When there is an absolute absence of the president-elect before taking office, there shall be a new election by universal, direct and secret vote within the next 30 consecutive days. Pending the election and inauguration of the new president, the president of the National Assembly will assume responsibility for the presidency of the Republic.

If the absence of the president of the Republic occurs during the first four years of the constitutional period, there shall be a new election by universal, direct and secret vote within 30 consecutive days. Pending the election and inauguration of the new president, the executive vice-president will be responsible for the presidency of the Republic.

Finally, Article 234 says: “When the president is temporarily unable to serve, [he/she] shall be replaced by the executive vice-president for a period of up to 90 days, which may be extended by resolution of the National Assembly for an additional 90 days.”

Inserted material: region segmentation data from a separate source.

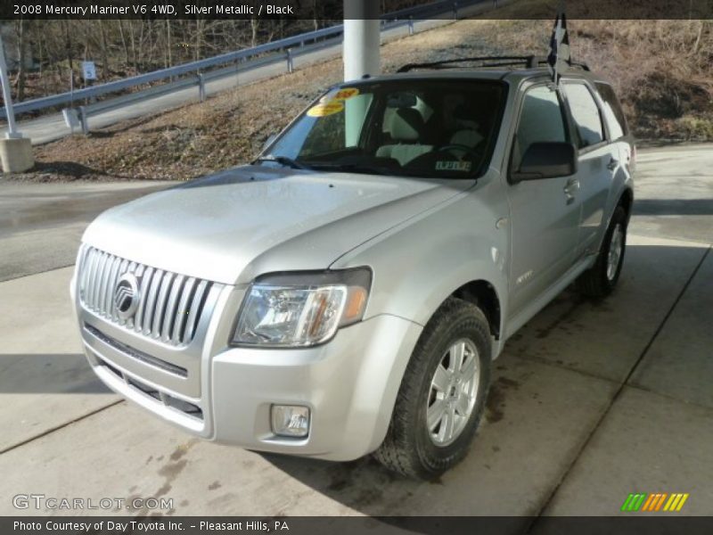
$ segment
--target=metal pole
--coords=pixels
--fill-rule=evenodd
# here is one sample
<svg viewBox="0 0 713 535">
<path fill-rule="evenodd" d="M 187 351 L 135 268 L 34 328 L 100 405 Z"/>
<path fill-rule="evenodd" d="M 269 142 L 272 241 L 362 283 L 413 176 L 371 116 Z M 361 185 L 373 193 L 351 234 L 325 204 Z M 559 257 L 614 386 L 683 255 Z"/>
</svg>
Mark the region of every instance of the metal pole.
<svg viewBox="0 0 713 535">
<path fill-rule="evenodd" d="M 288 48 L 286 50 L 286 54 L 287 54 L 287 72 L 291 74 L 292 71 L 294 71 L 295 70 L 295 64 L 292 60 L 292 49 Z"/>
<path fill-rule="evenodd" d="M 203 73 L 199 72 L 196 77 L 198 77 L 198 98 L 203 103 L 206 100 L 206 83 L 203 78 Z"/>
<path fill-rule="evenodd" d="M 344 0 L 344 79 L 381 70 L 378 0 Z"/>
<path fill-rule="evenodd" d="M 15 125 L 15 111 L 12 108 L 12 93 L 10 90 L 10 79 L 7 78 L 5 47 L 3 44 L 2 36 L 0 36 L 0 82 L 3 85 L 3 98 L 5 101 L 5 115 L 7 116 L 7 134 L 5 134 L 5 136 L 8 138 L 22 137 L 22 134 L 17 131 Z"/>
</svg>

So why all of the divided views?

While the Constitution describes what should happen if the inauguration is missed, and what to do if a president is “permanently absent,” it does not define what to do in the case of a temporary absence in a moment of transition. As a microcosm of the polarization that has marked the Andean nation under Chávez's leadership, the views of what should happen vary widely. Allies of Chávez argue that the opposition is using his delicate health to take the presidency away from him, undermining the clear wishes of a citizenry who reelected Chávez in Oct. 7 elections.